A review by restless
Some Girls Do by Jennifer Dugan

5.0

Jennifer Dugan writes characters that frustrate the hell out of me. I wanted to slap Fallon in Melt with You and there were times that I could have strangled Morgan for her high-and-mightiness as well.

What it's about: Morgan is an elite track star whose been "removed" from her previous school for being gay. She's lost her friends, her team, and her license to compete. Determined to take a stand, Morgan breaks out of the closet and sues her old school with help from her parents. Whatever happens, she's never going to let another person silence her again.

That is, until she meets Ruby.

What I thought: I think it's safe to say that my rating is 2 parts book and 3 parts Ruby.

Ruby is the product of a teenage pregnancy. She doesn't have much. A phone, a car, a bad reputation and her mother's resentment. Ruby is a beautiful mess. She's literally Maeve Wiley meets Quinn Fabray all rolled up into one:

And now I’m eighteen, older than my mom was when she had me, and I’m still trying to make it up to her. Deep down, I’m scared I never will. That every breath I take for the rest of my life will belong to her. That I’ll never be anything more than a brain stuck inside a body more my mother’s than my own. Forced to live out the life I stole from her forever.

For Ruby, appearances are survival - and she's gotten very good at performing.

So when Morgan runs into her life, touches her car and cusses her out, she's literally meeting the one person who is everything (herself, out, proud, loved) that Ruby wants and definitely can't have. How do you even process this? How can you stay away from it?

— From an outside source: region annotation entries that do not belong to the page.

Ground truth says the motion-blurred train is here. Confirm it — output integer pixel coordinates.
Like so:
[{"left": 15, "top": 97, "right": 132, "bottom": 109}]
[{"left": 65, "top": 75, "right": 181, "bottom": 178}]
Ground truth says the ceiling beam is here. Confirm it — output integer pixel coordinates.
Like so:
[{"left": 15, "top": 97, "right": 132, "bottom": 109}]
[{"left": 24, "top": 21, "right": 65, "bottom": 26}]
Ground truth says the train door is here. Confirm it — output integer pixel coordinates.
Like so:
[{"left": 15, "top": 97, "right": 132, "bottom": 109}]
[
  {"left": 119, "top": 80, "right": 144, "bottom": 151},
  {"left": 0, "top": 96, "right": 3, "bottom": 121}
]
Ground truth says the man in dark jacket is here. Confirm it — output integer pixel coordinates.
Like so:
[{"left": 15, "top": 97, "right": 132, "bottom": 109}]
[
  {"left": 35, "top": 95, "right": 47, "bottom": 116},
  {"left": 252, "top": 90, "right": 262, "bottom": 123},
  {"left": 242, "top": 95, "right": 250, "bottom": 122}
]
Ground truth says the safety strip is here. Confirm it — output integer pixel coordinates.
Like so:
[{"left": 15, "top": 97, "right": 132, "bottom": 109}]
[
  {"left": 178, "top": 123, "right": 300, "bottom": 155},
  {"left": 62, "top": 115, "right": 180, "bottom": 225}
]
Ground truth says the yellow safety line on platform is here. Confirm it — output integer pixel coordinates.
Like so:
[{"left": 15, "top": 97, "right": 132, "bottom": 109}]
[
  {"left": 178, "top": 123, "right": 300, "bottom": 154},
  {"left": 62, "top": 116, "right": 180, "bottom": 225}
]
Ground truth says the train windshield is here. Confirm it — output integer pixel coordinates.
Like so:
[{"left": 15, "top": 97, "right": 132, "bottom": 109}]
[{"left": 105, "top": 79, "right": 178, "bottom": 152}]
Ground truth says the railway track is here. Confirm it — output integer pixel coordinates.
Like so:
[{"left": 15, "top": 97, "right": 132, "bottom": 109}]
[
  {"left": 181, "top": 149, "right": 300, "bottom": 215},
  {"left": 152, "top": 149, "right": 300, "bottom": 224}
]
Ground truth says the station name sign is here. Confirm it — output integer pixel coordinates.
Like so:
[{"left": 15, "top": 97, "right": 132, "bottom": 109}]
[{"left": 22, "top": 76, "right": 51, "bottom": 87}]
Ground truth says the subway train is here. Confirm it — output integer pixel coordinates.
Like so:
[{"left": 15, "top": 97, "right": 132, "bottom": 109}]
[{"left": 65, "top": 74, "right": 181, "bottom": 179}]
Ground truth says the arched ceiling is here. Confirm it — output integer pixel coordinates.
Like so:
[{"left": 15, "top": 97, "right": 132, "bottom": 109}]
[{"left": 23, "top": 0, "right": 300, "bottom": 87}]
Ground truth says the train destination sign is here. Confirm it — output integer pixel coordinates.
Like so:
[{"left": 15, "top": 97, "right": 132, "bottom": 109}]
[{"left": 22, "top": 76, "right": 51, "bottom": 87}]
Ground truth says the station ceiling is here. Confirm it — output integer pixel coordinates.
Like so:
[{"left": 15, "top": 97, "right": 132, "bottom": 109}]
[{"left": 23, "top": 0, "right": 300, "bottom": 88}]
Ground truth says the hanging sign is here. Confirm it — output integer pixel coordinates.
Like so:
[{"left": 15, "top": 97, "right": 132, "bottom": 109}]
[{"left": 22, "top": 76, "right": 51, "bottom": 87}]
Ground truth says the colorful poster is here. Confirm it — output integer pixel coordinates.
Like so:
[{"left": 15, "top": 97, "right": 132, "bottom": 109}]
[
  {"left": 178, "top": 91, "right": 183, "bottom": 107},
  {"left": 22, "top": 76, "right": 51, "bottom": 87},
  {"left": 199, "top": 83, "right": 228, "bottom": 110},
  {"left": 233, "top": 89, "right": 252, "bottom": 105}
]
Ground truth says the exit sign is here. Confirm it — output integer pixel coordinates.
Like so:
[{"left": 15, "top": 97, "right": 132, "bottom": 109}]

The attraction feels inevitable.

But wanting and having are two separate verbs. And if Ruby's life is a door, then Morgan is a wedge. Dangerous, irresistible and definitely trouble.

There is nothing easy about these two.

TL;DR: this is a gorgeous, troubling book about privilege, found family, being brave and standing up for yourself. The romance is messy, sometimes infuriating, and possibly not forever. The supporting cast doesn't get anywhere near enough page time.